The author makes a call out to the online book Forecasting: Principles and Practice which is a great reference when conducting time series analyses. https://otexts.com/fpp3/
I found it to be way too underspecific; more of cursory overview for a undergraduate seeing it for the first time in a business school than someone interested in digging into time series forecasting in depth. Don't have a better recommendation though, unfortunately.
> At the end of each chapter we provide a list of “further reading”. In general, these lists comprise suggested textbooks that provide a more advanced or detailed treatment of the subject. Where there is no suitable textbook, we suggest journal articles that provide more information.
ARIMA models, seasonal adjustments,... this is still largely based on the Box-Jenkins method (developed in the 70's!). I feel like this stuff has been taught the same way for decades now (maybe similar to undergraduate classical mechanics or other topics that are considered 'solved'). Is this really still the state of the art? Time series analysis seems oddly close to machine learning, which seems to move at break-neck speed all the time, yet it feels completely stuck in time. Can someone unravel that paradox for me?

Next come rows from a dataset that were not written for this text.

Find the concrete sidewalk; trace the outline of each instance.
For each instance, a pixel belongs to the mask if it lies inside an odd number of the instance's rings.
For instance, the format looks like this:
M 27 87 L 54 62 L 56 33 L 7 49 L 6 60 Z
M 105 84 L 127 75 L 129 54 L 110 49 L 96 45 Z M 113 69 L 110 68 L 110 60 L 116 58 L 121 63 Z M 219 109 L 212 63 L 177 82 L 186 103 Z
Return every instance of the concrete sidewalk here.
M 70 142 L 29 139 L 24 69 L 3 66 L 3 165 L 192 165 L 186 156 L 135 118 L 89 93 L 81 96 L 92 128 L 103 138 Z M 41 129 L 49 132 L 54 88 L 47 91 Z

TS models are constrained by the realities of the world they exist in. While you can chase benchmarks in lots of ML problems, forecasting is something that's used by basically every large business with huge consequences to getting it wrong or right.
Therefore, people stick with relatively performant & interpretable methods such as ARIMA and friends.
Additionally, most TS problems are relatively data constrained (your company/product has only existed for so long) so methods that are sample efficient (which most "modern" ML methods are not) are much more useful.
It's very very disconnected from overall modelling, with its own approaches and culture. There's little to no cross pollination from other areas of modelling.
“Hari Seldon is a fictional character in Isaac Asimov's Foundation series. In his capacity as mathematics professor at Streeling University on the planet Trantor, Seldon develops psychohistory, an algorithmic science that allows him to predict the future in probabilistic terms.”
The problem isn't the math, the problem is people are not rational.
New things are coming out, Meta's "prophet" for one. I've been pretty impressed with it in a "just throw data and don't even think about parameters" sense.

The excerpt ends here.